I was just a few weeks shy of turning 20 when I found out I was pregnant. You can imagine the emotions I was feeling. It felt as though I was in a dream and that soon I would wake up and go back to life as I knew it. I waited but it never happened. I remember finding out about the pregnancy late one night and after that the night seemed like a blur. I was overcome with my emotions. I remember calling my mom the next morning. She knew by the sound of my voice that she needed to rush home. Telling my mom was hard, but because of our relationship it was much harder to keep it from her. She held me in her arms for what seemed like hours as I wept. A few days later I called my sister Helga who was living in Logan at the time; I told her my news over the phone. We have always been extremely close and I knew that she would know what to do.

Abortion was NEVER an option and never even crossed my mind. Where to go from here was a decision I wasn't ready to make. I felt way too emotional to be able to make such a huge decision. Helga along with my mom and bishop reminded me that it was my decision to make. They were all very supportive and kept reassuring me that they would stand behind me with whatever I choose.

 Naturally when you are dating someone and you find yourself pregnant you consider marriage as an option. Due to the relationship we had, I didn't consider it for very long. I knew that I was either going to raise this child by myself or place her for adoption. Due to my parents getting a divorce shortly after my first birthday, I grew up in a single parent home where my mom had two, sometimes three jobs, to support me and my 4 siblings. I saw my dad every other weekend and one night during the week. I was the youngest of my siblings and often remember missing my mom. I became very close to my grandma. She was like a second mother to me. I love and respect my mom with my whole heart for all the sleepless nights she endure while working to provide for us. She's the most amazing person I know. But I also knew I didn't want that for my baby, I wanted her to have a stay at home mom that could give her the love and attention she deserved. For me being a stay at home mom is important because I didn't have that luxury as a child. I'd like to be there for the small and simple moments that create a childhood. I wanted to fill that role in my baby's life more than anything but I knew that I couldn't at that time. It broke my heart. The thought of adoption scared me more than anything. I didn't feel I was strong enough.

I made the decision to keep it a secret from most of my family and all but a few of my closest friends. I was ashamed that being a good lds girl I had allowed myself to be in this situation. I went from preparing for a mission (as much as you could at age 19, back then) to preparing to have a baby and never being able to serve a mission. My world was changing and I knew I had to make some hard changes with it.
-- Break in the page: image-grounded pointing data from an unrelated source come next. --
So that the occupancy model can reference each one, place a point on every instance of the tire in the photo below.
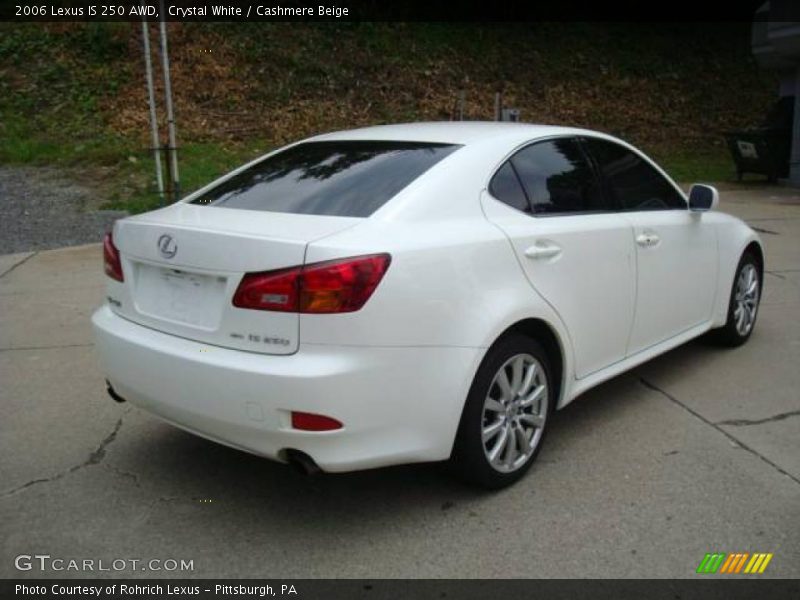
(738, 329)
(517, 402)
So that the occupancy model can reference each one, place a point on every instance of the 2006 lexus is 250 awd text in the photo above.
(417, 292)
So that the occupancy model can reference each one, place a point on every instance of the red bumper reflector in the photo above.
(312, 422)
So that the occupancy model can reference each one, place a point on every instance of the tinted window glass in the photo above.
(349, 179)
(558, 178)
(634, 183)
(505, 186)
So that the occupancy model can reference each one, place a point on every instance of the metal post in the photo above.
(794, 160)
(173, 148)
(151, 98)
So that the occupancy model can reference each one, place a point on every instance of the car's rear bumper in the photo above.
(398, 405)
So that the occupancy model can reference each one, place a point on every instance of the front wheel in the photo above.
(505, 415)
(743, 303)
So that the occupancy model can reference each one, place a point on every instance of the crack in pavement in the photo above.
(746, 422)
(95, 457)
(20, 263)
(716, 426)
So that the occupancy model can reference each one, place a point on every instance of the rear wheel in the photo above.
(506, 413)
(743, 303)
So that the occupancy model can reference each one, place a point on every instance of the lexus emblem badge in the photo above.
(167, 246)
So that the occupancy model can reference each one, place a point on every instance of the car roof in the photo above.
(454, 132)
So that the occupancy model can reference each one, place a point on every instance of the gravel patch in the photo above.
(40, 209)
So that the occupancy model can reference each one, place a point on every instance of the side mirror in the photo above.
(703, 197)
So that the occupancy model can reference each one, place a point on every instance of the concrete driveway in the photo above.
(696, 451)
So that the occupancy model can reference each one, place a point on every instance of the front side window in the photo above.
(344, 178)
(558, 178)
(632, 181)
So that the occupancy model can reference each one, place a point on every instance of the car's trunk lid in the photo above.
(183, 264)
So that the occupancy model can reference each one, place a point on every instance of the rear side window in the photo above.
(558, 178)
(633, 182)
(347, 179)
(506, 187)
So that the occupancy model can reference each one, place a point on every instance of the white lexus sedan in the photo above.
(417, 292)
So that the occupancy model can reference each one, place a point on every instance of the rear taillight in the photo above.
(335, 286)
(111, 262)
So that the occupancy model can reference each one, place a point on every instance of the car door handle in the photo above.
(543, 250)
(647, 239)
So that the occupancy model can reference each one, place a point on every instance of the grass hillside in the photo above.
(74, 95)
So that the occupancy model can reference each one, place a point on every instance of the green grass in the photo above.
(662, 87)
(198, 165)
(702, 165)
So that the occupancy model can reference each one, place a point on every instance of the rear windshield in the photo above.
(346, 179)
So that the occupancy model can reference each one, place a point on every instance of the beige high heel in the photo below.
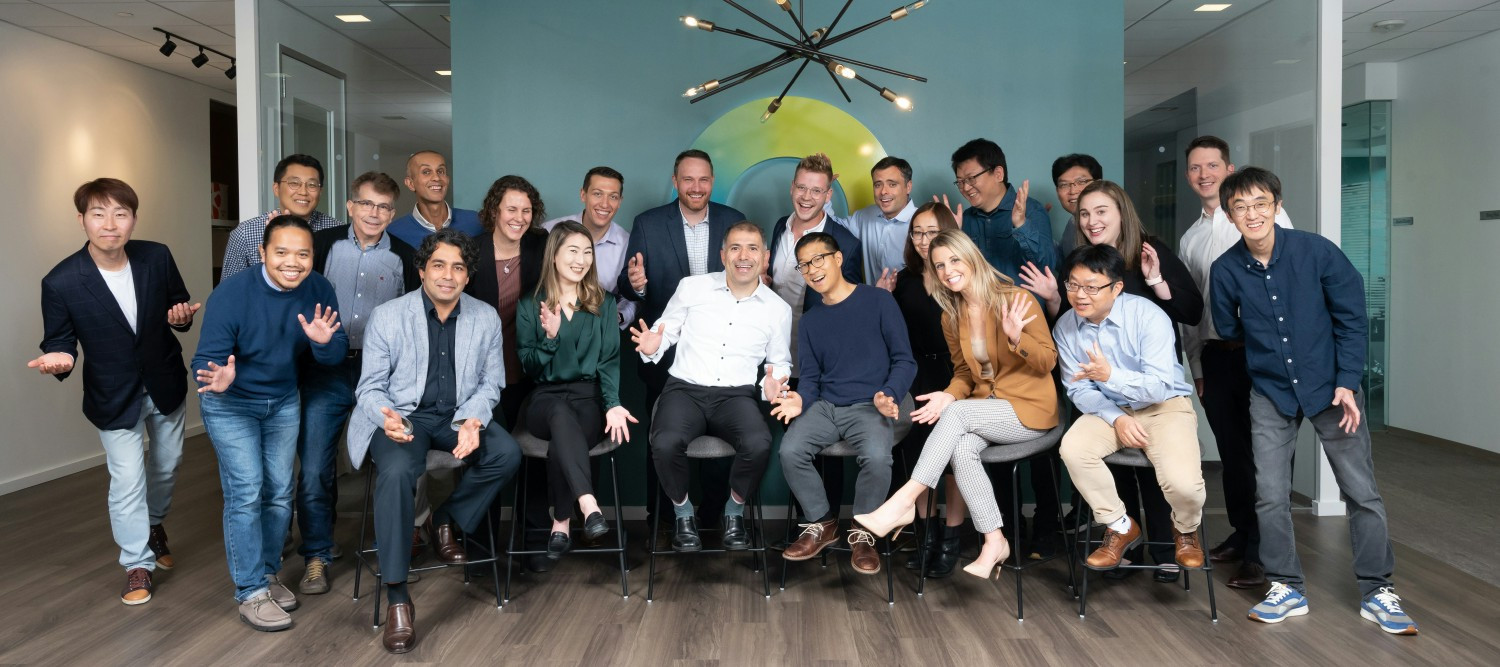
(881, 528)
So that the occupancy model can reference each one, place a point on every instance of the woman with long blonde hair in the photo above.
(570, 346)
(1001, 388)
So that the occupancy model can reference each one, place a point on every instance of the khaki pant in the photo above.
(1173, 432)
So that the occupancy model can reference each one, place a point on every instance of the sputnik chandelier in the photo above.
(809, 48)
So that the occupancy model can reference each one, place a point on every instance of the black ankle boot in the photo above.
(942, 562)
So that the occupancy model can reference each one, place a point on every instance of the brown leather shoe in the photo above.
(815, 537)
(863, 555)
(1115, 546)
(401, 631)
(1190, 553)
(137, 586)
(447, 544)
(1250, 574)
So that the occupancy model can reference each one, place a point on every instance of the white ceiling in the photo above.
(410, 38)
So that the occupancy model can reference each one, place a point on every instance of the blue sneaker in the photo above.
(1280, 603)
(1385, 609)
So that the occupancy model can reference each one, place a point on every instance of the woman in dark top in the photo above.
(933, 372)
(1154, 272)
(569, 345)
(510, 257)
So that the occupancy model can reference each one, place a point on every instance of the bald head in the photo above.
(428, 176)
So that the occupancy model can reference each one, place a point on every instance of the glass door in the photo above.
(1367, 233)
(312, 122)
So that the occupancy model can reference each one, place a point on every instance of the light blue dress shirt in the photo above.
(1137, 340)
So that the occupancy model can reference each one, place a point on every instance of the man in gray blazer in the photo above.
(431, 378)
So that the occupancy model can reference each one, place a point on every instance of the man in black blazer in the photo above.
(122, 299)
(666, 245)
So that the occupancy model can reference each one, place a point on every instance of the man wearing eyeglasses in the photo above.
(1218, 366)
(1119, 363)
(297, 185)
(368, 267)
(1008, 228)
(857, 367)
(1298, 305)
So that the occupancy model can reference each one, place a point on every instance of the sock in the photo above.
(683, 510)
(396, 592)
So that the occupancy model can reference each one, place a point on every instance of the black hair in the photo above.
(986, 152)
(816, 237)
(452, 237)
(1076, 159)
(1242, 180)
(1103, 260)
(284, 221)
(891, 161)
(297, 159)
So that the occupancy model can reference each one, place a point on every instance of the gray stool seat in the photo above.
(1022, 450)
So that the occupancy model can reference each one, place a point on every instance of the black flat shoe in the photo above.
(594, 526)
(684, 538)
(735, 535)
(558, 544)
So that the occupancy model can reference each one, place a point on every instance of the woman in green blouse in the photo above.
(569, 343)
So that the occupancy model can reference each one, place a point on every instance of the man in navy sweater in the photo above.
(845, 394)
(257, 324)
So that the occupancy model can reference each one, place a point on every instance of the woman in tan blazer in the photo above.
(1001, 390)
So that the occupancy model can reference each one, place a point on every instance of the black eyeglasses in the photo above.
(815, 263)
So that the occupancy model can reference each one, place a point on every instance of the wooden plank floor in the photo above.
(62, 607)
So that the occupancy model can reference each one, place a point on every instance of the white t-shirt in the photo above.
(122, 284)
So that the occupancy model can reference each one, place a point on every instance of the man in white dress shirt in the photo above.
(725, 326)
(1218, 366)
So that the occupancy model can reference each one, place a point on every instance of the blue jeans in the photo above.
(255, 441)
(141, 481)
(327, 396)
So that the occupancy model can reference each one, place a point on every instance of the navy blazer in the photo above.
(848, 245)
(78, 308)
(657, 236)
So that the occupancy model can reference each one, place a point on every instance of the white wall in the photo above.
(1445, 156)
(69, 116)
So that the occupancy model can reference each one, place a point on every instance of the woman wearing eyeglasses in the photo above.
(1106, 216)
(1001, 390)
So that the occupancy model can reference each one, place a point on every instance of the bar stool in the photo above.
(1133, 457)
(845, 450)
(710, 447)
(366, 558)
(537, 448)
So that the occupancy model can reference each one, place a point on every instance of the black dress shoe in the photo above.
(594, 526)
(686, 535)
(735, 535)
(558, 544)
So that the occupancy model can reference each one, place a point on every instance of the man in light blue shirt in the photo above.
(882, 227)
(1121, 369)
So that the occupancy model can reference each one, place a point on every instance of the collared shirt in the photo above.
(1301, 317)
(1200, 246)
(609, 258)
(1140, 346)
(363, 278)
(1005, 246)
(882, 239)
(440, 396)
(722, 340)
(243, 249)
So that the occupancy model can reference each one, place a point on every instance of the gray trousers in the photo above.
(822, 424)
(1274, 439)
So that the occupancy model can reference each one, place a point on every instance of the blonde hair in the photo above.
(992, 285)
(590, 294)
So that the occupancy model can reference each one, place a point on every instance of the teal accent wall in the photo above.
(548, 90)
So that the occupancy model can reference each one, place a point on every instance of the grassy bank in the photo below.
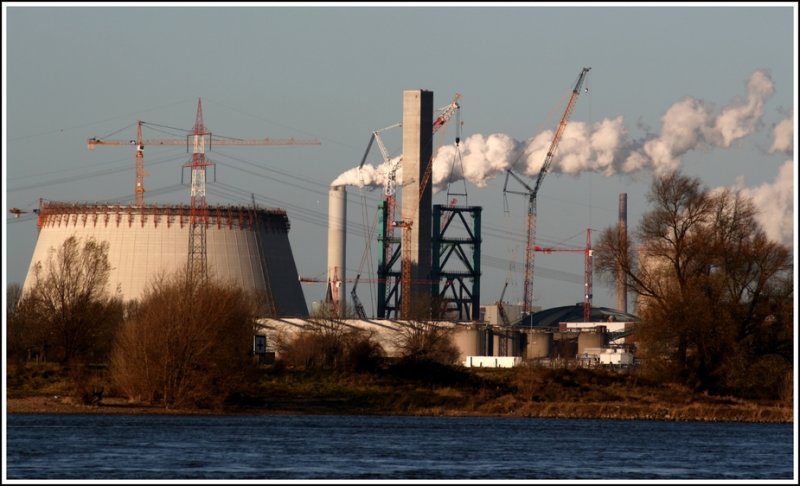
(422, 389)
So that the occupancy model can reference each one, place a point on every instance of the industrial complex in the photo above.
(429, 263)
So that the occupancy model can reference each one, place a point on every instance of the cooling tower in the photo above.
(245, 246)
(337, 219)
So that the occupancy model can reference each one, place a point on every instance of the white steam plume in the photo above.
(774, 204)
(602, 147)
(783, 136)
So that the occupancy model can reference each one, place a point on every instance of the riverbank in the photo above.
(607, 410)
(591, 394)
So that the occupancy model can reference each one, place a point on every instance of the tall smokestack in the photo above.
(622, 290)
(416, 204)
(337, 219)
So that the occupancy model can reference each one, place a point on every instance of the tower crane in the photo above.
(198, 139)
(587, 270)
(531, 193)
(141, 142)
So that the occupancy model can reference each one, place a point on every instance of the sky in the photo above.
(704, 88)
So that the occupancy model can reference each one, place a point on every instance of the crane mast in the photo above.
(531, 193)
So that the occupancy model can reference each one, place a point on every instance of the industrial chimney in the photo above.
(622, 291)
(337, 220)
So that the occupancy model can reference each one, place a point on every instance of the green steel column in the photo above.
(382, 270)
(436, 271)
(476, 264)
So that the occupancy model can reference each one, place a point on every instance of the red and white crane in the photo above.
(198, 140)
(531, 193)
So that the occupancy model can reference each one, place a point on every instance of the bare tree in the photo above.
(712, 289)
(188, 343)
(68, 311)
(330, 344)
(427, 341)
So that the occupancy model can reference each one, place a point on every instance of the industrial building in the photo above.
(245, 246)
(435, 262)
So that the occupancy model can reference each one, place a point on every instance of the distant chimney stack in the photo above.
(622, 290)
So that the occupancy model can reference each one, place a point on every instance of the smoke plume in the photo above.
(603, 147)
(774, 204)
(783, 137)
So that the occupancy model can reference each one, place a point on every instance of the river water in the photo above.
(136, 447)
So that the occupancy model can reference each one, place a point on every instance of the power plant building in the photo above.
(246, 246)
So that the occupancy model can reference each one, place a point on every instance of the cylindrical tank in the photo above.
(244, 246)
(337, 220)
(590, 340)
(539, 344)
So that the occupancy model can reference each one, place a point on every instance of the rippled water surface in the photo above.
(369, 447)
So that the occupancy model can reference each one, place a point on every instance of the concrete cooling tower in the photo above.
(245, 246)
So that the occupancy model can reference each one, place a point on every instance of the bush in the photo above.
(188, 344)
(330, 345)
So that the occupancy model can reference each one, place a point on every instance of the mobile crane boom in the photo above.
(532, 193)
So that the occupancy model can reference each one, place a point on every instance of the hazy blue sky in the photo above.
(704, 88)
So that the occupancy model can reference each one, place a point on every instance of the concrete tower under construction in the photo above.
(416, 203)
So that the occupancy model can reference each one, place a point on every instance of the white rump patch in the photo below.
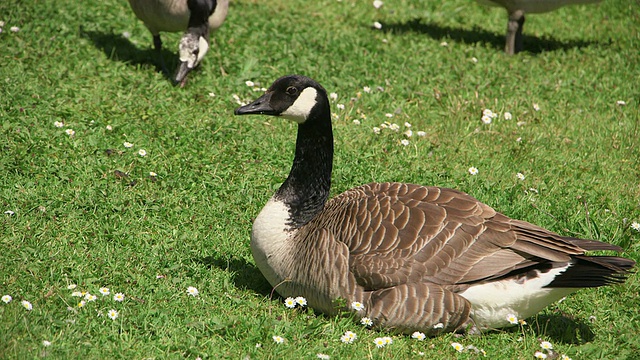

After 5 long long months of continuing to work at a pediatric office, and pushing through many fights with my boyfriend, I decided it was time. As much as I loved this boy, I knew that he was not what God wanted for me, or for my baby. I left for Logan on a Saturday night. I left my job that I loved, my mom, my friends and family, and the comfort of my room, for a life living out of a suitcase in the living room closest and sleeping on the couch. I moved up to logan and in with my sister Helga who was also pregnant at the time (due just a few days after me). I couldn't have been more blessed then to have my best friend guide me through the weird things you experience during pregnancy. They were pregnant with their second child and struggling to get through school. They opened their home and hearts to me without even a question. Simply stated they were an answer to my prayers.